Associate Professor Scott Schaefer investigates the impact the controversial measure has had on women, minorities and the firms that employ them

By Rebecca Lindell

Proponents of the Civil Rights Act of 1991 called the bill crucial in expanding opportunities for women and minorities. Critics called it a "quota bill."

Ten years later, Associate Professor Scott Schaefer is finding out how much of that heated rhetoric became true.

His conclusions: Fears that the law would lead to quota hiring appear unfounded. But it does appear that employers have adjusted hiring, firing, and wage policies in response to the law.

Most employment litigation arises after employees have been let go. The controversial 1991 bill, signed into law by President George Bush, amended the Civil Rights Act of 1964 and expanded the damage awards available to those who allege employment discrimination. As a result, the law may have had a big impact on the cost of dismissing employees, according to Schaefer, an associate professor in the Management and Strategy Department.

"In terms of the effects on employer behavior, there's a big difference between hiring-based lawsuits and firing-based suits," Schaefer notes. "If I fear that a minority job applicant might sue me for discriminating in a hiring decision, then I can reduce my exposure to litigation by hiring more minorities. But, if most litigation arises from firing-based suits, then I can reduce my exposure to litigation making sure I don't hire workers who might end up suing me later on."

Schaefer's research partner is Paul Oyer, a former Kellogg professor now on the faculty of the Stanford Business School. The two analyzed data from the U.S. Census and the Equal Employment Opportunity Commission for a series of articles exploring the impact of the law on firms' hiring, firing and wage-setting practices.

They found that firms that are more susceptible to discrimination litigation tend to avoid workers who are protected by the law. The increased threat of lawsuits apparently has done little to persuade these firms to hire additional women and minorities.

Now that it has become harder to fire minorities and women, the researchers theorized that companies are more likely to dismiss them through mass layoffs rather than individual firings. Indeed, their analysis showed that more black men lost their jobs through layoffs relative to white men after the law was passed.

Schaefer and Oyer also figured that the increased threat of litigation has boosted wages for older women and minorities, since it has become riskier -- and therefore more expensive -- to fire members of those groups. If that's the case, they reasoned, the women and blacks most likely to be hired are the ones employers have the most information about -- those with lengthier résumés and more job experience.
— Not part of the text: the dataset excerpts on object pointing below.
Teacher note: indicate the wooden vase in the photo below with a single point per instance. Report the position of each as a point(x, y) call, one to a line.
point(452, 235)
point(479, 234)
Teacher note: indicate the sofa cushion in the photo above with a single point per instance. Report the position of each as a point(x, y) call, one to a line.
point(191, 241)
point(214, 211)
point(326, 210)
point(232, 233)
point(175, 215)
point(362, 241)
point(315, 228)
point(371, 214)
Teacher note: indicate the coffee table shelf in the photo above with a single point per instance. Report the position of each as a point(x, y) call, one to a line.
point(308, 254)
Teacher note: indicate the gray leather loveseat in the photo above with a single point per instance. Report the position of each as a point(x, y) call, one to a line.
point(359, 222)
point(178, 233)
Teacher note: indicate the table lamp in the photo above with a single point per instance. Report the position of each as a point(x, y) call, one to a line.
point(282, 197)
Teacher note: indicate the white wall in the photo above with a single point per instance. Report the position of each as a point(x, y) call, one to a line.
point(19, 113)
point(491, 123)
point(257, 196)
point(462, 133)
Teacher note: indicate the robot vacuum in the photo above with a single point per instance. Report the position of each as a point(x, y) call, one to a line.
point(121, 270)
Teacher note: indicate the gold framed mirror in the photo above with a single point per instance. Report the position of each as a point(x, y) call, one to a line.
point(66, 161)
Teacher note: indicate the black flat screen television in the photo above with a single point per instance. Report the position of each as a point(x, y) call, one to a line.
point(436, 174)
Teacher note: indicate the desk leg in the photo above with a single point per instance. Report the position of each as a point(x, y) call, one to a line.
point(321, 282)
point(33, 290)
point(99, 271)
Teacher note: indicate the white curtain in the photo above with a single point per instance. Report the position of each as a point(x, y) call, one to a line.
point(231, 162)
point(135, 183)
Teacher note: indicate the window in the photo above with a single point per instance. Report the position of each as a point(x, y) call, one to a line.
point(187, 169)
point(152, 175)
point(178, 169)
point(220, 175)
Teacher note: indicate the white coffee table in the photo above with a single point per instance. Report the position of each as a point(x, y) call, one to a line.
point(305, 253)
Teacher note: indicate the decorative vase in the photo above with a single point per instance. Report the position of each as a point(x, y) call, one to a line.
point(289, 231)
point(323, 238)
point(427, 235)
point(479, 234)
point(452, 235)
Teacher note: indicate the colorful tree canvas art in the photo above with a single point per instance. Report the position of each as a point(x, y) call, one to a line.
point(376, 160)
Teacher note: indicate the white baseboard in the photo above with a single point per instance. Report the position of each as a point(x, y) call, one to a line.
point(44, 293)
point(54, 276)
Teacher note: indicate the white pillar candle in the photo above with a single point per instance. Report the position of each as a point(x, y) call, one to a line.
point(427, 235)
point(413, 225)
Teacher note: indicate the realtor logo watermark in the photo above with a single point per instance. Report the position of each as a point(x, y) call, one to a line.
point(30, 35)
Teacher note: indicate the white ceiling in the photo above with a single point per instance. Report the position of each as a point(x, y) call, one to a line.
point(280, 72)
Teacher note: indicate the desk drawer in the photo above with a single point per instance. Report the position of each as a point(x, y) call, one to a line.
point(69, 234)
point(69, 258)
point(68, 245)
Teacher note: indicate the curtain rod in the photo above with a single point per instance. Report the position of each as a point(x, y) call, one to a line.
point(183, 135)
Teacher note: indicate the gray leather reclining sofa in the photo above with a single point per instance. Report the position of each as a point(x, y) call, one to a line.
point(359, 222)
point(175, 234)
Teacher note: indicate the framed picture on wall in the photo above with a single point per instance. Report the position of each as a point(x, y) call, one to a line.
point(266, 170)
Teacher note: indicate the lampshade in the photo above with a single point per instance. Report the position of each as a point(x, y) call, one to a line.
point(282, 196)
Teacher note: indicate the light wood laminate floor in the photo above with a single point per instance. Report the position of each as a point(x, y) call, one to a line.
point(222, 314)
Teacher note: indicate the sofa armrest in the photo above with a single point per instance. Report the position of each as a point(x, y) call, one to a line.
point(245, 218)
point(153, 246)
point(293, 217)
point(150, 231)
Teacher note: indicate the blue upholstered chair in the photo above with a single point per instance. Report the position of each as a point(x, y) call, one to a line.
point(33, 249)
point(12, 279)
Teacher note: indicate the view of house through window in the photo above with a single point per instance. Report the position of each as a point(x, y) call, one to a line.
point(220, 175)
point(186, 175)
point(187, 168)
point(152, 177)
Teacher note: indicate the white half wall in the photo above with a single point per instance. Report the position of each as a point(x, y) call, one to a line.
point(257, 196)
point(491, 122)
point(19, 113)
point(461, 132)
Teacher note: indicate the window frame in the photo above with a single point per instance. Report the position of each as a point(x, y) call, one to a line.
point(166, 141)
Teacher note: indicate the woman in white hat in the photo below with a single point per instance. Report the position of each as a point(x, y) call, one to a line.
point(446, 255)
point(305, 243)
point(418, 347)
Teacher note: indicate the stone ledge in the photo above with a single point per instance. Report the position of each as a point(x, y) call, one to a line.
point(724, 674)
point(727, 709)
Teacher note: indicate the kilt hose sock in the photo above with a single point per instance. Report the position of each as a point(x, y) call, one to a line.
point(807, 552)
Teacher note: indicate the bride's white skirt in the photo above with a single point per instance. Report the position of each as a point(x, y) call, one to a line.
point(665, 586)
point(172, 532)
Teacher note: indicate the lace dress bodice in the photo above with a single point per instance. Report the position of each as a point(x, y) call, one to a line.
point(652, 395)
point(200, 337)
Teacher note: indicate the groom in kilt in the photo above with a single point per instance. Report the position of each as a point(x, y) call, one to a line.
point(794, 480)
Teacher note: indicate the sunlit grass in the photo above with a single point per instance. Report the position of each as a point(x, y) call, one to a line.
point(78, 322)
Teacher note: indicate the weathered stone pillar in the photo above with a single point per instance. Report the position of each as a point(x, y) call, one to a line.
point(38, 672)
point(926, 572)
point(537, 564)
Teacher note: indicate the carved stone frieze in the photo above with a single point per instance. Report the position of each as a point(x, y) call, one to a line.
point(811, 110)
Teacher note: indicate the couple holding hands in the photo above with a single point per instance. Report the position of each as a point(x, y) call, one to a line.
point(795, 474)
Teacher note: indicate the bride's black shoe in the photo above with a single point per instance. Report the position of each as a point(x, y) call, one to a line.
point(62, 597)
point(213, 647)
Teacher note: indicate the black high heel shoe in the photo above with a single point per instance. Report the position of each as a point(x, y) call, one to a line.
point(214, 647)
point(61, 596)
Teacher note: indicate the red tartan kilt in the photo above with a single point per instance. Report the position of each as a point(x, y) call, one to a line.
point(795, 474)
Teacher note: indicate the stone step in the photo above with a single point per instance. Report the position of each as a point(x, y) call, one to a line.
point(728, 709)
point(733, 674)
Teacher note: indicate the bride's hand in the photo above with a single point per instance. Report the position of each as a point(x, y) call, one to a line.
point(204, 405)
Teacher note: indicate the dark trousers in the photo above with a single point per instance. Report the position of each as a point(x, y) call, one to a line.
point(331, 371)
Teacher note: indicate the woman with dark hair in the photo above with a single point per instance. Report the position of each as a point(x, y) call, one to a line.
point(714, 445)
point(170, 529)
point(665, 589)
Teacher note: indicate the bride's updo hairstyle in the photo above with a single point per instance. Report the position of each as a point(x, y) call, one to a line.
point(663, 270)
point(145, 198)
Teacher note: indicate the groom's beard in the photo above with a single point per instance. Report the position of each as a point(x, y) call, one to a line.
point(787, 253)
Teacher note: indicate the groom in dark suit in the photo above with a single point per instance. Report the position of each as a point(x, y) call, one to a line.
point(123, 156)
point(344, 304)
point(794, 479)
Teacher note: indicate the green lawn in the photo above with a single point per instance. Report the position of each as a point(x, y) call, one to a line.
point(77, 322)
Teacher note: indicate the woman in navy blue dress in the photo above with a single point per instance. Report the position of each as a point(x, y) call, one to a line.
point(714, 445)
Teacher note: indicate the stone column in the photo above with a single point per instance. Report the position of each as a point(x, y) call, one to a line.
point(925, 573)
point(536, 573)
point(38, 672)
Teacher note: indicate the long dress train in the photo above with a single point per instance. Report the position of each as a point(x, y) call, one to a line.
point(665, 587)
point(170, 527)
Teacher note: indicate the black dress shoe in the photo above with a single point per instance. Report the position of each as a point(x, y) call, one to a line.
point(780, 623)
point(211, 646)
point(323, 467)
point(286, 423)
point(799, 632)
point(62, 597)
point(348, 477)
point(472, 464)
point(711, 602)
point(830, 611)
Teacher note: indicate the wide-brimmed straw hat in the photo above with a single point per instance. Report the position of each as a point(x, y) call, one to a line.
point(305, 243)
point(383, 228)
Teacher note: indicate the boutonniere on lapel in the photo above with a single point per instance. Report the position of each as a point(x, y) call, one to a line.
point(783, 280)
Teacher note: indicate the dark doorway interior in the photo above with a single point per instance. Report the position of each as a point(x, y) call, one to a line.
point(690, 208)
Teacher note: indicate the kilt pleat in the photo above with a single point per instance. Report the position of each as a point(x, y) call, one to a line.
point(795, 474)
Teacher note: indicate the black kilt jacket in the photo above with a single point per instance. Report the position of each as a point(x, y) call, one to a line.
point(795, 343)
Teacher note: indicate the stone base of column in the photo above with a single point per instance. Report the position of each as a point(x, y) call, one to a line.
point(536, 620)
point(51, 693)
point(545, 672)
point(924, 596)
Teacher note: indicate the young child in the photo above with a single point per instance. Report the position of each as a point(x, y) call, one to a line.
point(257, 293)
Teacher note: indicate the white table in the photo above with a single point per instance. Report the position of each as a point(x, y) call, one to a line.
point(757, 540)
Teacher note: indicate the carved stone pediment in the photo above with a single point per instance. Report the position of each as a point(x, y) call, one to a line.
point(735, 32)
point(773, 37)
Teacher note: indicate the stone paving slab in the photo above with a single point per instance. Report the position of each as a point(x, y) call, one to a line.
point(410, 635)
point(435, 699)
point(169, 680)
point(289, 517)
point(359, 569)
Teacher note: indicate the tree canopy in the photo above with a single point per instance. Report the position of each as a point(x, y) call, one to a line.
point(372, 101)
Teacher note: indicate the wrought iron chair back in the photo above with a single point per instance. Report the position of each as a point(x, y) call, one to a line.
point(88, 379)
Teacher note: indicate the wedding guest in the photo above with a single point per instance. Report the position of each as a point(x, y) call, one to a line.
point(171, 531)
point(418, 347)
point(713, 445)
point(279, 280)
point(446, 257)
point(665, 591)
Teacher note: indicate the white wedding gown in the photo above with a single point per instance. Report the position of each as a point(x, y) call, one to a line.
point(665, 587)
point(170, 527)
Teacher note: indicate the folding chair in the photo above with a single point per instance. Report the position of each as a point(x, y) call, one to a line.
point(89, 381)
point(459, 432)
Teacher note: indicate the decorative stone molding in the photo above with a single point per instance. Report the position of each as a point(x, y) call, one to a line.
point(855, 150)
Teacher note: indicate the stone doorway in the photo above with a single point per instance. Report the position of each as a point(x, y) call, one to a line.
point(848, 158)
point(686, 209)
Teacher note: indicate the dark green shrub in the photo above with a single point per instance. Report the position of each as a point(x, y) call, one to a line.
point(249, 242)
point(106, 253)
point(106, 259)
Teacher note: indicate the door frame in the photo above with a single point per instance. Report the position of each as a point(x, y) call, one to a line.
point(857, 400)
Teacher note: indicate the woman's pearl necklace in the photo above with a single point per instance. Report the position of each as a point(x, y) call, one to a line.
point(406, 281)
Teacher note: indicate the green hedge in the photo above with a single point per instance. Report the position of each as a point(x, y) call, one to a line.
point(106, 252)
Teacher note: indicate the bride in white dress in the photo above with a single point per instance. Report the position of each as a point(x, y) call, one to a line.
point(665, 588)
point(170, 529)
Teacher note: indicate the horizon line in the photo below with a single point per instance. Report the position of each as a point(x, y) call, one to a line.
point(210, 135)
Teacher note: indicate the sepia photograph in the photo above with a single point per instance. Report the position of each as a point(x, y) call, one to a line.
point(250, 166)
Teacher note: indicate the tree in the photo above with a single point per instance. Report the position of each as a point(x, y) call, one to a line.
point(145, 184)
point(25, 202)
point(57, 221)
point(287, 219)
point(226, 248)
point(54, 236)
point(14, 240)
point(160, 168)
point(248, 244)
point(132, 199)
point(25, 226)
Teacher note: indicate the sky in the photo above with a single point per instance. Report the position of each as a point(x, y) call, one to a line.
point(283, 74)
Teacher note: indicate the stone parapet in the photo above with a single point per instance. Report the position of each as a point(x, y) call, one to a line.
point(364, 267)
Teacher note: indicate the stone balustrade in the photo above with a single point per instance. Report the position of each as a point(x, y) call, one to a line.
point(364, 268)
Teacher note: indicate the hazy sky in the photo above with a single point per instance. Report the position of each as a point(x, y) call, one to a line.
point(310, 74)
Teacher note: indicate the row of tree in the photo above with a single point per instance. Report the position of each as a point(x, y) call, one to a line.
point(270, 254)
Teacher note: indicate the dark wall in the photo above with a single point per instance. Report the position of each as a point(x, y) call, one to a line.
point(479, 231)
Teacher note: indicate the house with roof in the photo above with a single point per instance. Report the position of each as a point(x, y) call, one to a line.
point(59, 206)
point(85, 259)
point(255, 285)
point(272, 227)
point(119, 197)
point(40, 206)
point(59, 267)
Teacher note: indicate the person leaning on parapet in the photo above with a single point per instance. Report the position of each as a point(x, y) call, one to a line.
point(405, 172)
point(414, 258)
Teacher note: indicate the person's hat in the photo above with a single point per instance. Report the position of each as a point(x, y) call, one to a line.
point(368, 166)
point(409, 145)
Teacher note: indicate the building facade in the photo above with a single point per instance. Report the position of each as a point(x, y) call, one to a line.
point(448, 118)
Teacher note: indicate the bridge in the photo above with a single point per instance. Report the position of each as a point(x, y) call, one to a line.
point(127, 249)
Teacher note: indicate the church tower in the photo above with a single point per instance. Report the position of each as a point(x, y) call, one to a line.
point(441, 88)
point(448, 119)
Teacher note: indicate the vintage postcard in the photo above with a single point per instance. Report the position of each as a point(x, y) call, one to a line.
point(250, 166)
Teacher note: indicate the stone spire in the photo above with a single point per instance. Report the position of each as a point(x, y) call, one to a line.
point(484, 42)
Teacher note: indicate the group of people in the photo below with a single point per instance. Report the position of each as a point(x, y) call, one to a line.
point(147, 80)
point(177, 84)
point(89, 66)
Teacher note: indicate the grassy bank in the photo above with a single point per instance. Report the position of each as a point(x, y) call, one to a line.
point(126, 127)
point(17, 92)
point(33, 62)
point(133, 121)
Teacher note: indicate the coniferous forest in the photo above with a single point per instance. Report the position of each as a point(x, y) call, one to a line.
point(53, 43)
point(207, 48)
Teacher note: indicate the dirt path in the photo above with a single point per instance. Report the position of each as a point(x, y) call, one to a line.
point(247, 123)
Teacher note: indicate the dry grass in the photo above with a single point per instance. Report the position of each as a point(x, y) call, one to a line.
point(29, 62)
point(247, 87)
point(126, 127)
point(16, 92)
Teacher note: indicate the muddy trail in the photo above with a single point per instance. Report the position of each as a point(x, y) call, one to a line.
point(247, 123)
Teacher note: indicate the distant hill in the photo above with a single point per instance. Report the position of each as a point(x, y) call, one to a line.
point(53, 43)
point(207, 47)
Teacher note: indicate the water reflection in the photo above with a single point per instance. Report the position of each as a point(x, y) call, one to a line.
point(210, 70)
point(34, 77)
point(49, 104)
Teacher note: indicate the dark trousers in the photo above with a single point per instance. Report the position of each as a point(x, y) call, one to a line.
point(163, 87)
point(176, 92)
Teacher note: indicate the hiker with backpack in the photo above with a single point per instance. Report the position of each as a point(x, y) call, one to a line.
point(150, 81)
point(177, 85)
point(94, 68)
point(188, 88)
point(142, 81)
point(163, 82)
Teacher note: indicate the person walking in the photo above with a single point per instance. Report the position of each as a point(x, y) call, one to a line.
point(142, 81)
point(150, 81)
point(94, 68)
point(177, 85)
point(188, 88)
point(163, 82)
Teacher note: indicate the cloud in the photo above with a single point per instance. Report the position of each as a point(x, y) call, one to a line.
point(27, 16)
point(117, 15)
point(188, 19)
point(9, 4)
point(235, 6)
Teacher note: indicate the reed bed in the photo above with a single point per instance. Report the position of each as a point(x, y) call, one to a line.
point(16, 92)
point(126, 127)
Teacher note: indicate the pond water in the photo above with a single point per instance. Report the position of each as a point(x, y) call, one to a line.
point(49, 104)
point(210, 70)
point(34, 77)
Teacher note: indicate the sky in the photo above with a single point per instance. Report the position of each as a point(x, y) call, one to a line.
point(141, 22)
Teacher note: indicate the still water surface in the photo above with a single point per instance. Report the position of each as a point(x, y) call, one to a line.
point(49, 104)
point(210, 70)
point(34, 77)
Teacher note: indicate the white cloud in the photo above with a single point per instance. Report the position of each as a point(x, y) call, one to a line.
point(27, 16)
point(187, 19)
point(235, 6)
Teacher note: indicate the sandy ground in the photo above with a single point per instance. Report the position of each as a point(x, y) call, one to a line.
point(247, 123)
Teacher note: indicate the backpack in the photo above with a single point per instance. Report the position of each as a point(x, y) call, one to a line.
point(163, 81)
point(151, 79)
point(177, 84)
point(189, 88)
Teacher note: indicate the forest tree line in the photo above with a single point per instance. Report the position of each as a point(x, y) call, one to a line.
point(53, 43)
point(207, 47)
Interestingly, this hypothesis was borne out more for women than for men. "It seems men and women differ in their propensity to sue," Schaefer says. Younger women appeared to be the group most likely to go to court over alleged discrimination. Older African-American men, meanwhile, evidenced a stronger tendency to litigate than younger men.

"We're management theorists, so we didn't come to this research with a list of policy questions," Schaefer says. "We were more interested in the effects of the changes in displacement costs, and how they change the way firms manage their headcounts."

But "there are policy implications here," the professor adds. "Policy-makers should think hard about how individual firms will respond to policy changes like this, and whether these laws will have the desired effects."